A darne l’annuncio per prima è stato Mauro Pili, deputato di Unidos e componente della commissione: «In Sardegna non passa il golpe di Renzi per spostare la competenza sulle ricerche petrolifere terrestri in capo allo Stato. La maggioranza prima e il governo poi hanno dovuto ammettere che le Regioni a statuto speciale non potevano essere incluse nel pacchetto».
Con Pili – anche se non nel merito della questione trivellazioni – ha polemizzato più tardi la deputata Giovanna Sanna (Pd), anche lei componente della commissione.
«L'emendamento approvato – ha detto Sanna – non è quello dell'onorevole Pili, ma porta la firma di Alfreider, del gruppo misto. Gli altri emendamenti di Pili sono stati tutti respinti. Il testo di Alfreider l'ho firmato anche io, Pili ha ritirato il suo perché compreso nel testo in cui si richiama alle prerogative delle Regioni a statuto speciale e alla clausola di salvaguardia, compatibilmente con le norme dello statuto stesso e di quelle di attuazione.In pratica l'emendamento approvato dice che bisogna vedere cosa c'è scritto nei vari statuti e lascia le prerogative alle Regioni così come sono se c'è competenza in materia. Ed è il caso della Sardegna».

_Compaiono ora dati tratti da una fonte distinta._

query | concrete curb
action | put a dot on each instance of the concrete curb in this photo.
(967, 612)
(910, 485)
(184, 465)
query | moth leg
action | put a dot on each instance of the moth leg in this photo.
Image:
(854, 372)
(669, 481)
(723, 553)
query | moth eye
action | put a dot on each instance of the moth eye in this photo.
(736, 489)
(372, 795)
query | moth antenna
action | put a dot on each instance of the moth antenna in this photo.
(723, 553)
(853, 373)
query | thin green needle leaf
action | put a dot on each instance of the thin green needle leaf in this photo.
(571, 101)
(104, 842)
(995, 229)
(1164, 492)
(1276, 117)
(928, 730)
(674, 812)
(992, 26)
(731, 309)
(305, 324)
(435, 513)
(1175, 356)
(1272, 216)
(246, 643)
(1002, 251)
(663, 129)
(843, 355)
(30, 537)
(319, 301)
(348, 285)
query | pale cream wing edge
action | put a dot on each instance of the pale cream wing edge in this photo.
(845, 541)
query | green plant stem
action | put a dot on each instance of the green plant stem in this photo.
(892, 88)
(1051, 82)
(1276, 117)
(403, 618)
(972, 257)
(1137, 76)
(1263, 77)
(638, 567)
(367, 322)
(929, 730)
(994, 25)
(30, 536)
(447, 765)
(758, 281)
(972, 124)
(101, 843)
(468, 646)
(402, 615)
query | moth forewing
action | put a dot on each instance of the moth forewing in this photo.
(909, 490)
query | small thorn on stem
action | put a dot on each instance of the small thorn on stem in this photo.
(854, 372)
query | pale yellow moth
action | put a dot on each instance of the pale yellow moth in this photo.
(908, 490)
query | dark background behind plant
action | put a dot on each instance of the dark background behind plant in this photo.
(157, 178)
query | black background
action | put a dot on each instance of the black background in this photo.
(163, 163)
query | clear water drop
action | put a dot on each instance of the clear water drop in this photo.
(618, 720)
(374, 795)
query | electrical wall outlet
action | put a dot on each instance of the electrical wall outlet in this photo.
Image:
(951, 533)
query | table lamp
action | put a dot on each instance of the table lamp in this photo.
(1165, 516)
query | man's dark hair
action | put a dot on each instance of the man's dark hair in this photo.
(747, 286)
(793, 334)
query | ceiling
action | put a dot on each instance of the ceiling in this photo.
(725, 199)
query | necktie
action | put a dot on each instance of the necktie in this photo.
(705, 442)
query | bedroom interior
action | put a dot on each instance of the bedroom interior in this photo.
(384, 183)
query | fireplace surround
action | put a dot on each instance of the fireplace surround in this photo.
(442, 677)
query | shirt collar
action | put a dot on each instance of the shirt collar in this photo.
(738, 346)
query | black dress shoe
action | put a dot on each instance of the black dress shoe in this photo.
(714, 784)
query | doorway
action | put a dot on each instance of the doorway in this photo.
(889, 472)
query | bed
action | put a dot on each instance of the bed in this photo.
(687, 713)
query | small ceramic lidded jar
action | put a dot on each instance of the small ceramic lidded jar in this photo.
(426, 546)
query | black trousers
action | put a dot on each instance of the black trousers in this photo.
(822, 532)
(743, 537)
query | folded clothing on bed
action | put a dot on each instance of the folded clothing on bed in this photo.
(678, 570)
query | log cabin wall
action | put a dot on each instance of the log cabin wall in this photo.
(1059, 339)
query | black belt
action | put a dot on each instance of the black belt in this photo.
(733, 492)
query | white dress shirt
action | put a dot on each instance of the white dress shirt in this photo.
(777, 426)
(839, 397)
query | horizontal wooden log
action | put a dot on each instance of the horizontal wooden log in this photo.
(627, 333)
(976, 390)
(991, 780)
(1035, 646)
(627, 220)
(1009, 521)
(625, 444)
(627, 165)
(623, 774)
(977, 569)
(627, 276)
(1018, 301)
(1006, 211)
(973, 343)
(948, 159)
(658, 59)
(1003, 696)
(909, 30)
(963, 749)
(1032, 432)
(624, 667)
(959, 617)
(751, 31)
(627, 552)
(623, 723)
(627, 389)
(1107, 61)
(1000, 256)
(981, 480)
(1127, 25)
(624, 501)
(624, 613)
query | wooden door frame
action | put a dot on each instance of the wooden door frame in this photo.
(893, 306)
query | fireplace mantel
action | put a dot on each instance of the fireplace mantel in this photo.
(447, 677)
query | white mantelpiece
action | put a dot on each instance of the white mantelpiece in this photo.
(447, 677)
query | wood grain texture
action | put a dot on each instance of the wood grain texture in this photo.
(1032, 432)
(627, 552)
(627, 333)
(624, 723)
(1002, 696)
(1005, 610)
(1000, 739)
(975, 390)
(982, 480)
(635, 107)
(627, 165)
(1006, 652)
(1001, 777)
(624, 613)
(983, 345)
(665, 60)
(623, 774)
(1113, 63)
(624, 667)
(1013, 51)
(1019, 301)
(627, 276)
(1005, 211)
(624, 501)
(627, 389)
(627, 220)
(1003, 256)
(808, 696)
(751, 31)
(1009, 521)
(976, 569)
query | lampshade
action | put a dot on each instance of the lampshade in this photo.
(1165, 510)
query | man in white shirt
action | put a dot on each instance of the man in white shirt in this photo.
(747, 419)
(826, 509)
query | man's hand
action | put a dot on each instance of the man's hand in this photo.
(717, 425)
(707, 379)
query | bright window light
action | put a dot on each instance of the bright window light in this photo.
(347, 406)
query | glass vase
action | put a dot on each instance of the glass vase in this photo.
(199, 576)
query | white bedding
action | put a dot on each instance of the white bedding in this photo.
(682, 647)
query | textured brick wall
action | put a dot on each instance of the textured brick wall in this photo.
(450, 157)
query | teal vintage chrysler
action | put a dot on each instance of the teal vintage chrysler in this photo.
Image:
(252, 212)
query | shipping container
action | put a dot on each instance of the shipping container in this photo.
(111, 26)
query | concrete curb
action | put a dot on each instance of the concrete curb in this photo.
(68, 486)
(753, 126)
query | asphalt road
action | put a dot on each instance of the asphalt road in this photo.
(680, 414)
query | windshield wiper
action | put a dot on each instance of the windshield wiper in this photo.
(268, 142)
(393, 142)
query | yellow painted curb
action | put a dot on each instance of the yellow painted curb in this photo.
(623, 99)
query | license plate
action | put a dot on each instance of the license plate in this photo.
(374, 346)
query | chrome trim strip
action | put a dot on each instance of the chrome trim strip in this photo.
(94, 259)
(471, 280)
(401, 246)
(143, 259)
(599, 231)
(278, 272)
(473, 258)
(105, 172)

Per Mauro Pili il decreto Sblocca Italia «resta per gran parte del suo articolato finanziario un provvedimento nefasto per la Sardegna, ma sul principio del rispetto delle prerogative statutarie si è riusciti, dopo una lunghissima e purtroppo solitaria battaglia parlamentare, a far passare la linea che da più di due mesi sostengo in tema di trivellazioni. Tutto questo a dimostrazione che la Regione Sarda aveva sbagliato totalmente l'approccio alla questione». (r.att.)